Mwanza is the second Largest city in Tanzania. It doesn't feel it. It doesn't have that urban feeling that dar has or even the slight agressiveness that surrounds you in arusha. The buildings on all the granite cliffs alow the shanty town shacks to blend in with the topography. There are some larger buildings including Bugando Medical Center (BMC) it is on the side of a hill, is nine stories and looks out over mwanza harbour. It is an ugly concrete building and we visited it on the first day with the bishop. Mange Manyama ( a Phd student working at U of C from bugando) had given me an email of introduction to a professor Magori there. O course he was away from Mwanza while I was there. This is only important because next time I come I want to offer my services to do some teaching . Bugando was to become a little bit of a thorn in my side when at Nansio because of the difficulties of getting any referals to them.
The bishop is physically not a big man but almost everything on ukewere circulate around him.

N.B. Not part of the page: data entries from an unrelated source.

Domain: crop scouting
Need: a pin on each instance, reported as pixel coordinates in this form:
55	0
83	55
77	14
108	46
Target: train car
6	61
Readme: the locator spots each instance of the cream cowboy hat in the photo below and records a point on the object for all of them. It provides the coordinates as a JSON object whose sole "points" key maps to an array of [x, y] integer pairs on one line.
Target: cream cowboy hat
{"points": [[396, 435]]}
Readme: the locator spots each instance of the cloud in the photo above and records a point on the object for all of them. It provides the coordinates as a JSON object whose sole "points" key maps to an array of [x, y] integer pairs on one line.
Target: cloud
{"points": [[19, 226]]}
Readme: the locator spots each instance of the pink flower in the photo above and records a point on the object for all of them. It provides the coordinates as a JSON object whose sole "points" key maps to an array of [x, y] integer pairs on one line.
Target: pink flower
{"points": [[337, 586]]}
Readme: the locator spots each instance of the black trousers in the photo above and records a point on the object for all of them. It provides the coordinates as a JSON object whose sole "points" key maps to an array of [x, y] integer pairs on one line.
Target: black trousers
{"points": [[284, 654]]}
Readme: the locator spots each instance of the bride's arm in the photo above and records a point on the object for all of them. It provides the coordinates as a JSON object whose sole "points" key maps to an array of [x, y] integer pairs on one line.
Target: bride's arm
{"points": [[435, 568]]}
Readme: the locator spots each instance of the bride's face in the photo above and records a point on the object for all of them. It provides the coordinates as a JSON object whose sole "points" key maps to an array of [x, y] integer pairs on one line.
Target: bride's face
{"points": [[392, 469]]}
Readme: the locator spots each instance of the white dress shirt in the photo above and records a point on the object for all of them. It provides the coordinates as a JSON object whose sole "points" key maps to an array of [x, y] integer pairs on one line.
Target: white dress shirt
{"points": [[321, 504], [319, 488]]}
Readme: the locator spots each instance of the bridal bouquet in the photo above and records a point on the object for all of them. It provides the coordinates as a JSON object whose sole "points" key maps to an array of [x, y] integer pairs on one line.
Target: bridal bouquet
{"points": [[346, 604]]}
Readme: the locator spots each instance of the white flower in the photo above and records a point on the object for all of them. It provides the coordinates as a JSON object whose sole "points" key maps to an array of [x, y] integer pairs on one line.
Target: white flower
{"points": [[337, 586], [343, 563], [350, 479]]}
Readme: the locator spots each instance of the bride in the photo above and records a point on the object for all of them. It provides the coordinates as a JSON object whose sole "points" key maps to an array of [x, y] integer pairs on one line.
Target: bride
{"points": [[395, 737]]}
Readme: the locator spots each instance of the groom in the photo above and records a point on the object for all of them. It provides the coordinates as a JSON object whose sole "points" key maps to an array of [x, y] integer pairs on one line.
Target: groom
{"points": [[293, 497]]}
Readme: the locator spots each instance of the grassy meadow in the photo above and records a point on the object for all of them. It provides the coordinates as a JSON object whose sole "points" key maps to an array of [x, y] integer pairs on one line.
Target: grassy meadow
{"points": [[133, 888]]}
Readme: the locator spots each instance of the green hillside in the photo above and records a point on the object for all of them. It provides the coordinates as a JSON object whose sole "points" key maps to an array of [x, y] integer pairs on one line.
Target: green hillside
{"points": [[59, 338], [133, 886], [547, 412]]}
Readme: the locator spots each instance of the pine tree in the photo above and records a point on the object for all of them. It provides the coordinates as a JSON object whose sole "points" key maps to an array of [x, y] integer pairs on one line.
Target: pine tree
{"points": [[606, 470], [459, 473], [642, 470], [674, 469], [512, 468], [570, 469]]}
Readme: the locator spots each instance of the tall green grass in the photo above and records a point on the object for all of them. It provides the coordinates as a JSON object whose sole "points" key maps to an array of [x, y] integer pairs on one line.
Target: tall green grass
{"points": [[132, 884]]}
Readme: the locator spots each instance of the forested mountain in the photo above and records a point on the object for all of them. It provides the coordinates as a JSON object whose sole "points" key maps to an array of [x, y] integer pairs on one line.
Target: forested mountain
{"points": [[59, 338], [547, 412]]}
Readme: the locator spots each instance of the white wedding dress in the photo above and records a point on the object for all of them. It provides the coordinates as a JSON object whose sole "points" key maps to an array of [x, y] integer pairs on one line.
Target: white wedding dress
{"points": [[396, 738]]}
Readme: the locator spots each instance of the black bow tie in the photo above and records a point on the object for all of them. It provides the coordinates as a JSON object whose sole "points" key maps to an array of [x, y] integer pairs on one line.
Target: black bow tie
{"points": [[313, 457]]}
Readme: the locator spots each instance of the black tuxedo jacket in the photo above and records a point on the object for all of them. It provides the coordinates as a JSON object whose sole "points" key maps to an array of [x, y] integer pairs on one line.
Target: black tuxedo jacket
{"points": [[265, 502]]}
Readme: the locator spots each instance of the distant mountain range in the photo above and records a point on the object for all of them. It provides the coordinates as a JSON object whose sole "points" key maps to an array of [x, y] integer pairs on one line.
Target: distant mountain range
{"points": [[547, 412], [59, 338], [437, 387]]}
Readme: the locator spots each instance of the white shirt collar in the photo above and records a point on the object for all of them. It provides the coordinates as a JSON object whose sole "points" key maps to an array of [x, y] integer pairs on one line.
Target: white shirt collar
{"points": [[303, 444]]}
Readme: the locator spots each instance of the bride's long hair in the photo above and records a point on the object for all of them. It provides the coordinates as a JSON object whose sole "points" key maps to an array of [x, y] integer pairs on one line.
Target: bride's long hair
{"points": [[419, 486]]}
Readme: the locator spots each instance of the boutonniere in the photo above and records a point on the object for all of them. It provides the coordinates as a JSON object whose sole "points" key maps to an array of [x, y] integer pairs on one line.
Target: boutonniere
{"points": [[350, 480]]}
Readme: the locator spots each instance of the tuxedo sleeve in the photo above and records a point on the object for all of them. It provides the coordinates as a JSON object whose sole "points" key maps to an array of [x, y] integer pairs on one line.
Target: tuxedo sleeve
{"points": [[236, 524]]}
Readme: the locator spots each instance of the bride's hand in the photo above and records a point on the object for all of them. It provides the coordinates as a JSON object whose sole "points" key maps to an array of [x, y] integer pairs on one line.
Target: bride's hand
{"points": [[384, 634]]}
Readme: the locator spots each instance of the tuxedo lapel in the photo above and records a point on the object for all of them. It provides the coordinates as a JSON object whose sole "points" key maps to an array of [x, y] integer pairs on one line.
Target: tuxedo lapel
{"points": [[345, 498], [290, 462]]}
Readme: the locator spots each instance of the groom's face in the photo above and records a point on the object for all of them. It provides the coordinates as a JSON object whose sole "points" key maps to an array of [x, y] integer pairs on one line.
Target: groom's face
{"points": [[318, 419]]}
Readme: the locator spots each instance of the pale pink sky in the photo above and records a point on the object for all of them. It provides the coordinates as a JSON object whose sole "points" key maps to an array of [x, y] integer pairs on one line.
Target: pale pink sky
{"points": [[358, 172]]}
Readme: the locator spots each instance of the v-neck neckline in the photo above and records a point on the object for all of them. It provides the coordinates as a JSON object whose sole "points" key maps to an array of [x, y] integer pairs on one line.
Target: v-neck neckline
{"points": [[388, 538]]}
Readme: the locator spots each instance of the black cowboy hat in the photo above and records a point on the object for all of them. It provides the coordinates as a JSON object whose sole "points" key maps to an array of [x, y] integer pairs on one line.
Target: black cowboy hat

The bishop picked up Warren ( a pharmacist)and me from the airport. We arrived from different directions -me from Dar es salaam and Warren from Nairobi though ironically we both travelled through heathrow on British airways at the same time. We arrived the day before the large contingent from Canada and the bishop put us to political use right away. The first trip was to a convent to meet with the bishop's sister for a medical consult. Which reminds me I must get some support stockings for her. We visited Bugando and also the bottling plant where he made sure we had a supply of bottled water for the whole of the caravan. we then went to mds supplier of the medications for the caravan. This is where I saw Warren in action for the first time. A truly amazing sight. Excessively pharmaceutical anal retentive behaviour. We met up there with Rainer Tan the on the ground coordinator/Cida intern. Warren made sure we had all the drugs and Rainer made sure everything was paid for and loaded on a truck. Pity that, because we weren't leaving on the ferry until the next day and mds was not open on the Saturday and that nothing would be safe on the truck overnight, we had to unload the truck into a local dawa (pharmacy) for overnight storage and reload in the morning! I know that is a long run on sentence but it was a long African run on behaviour. That night Rainer, Warren and I stayed at a very seedy place called the geiter lodge. (12,000 shillings a night--about $9).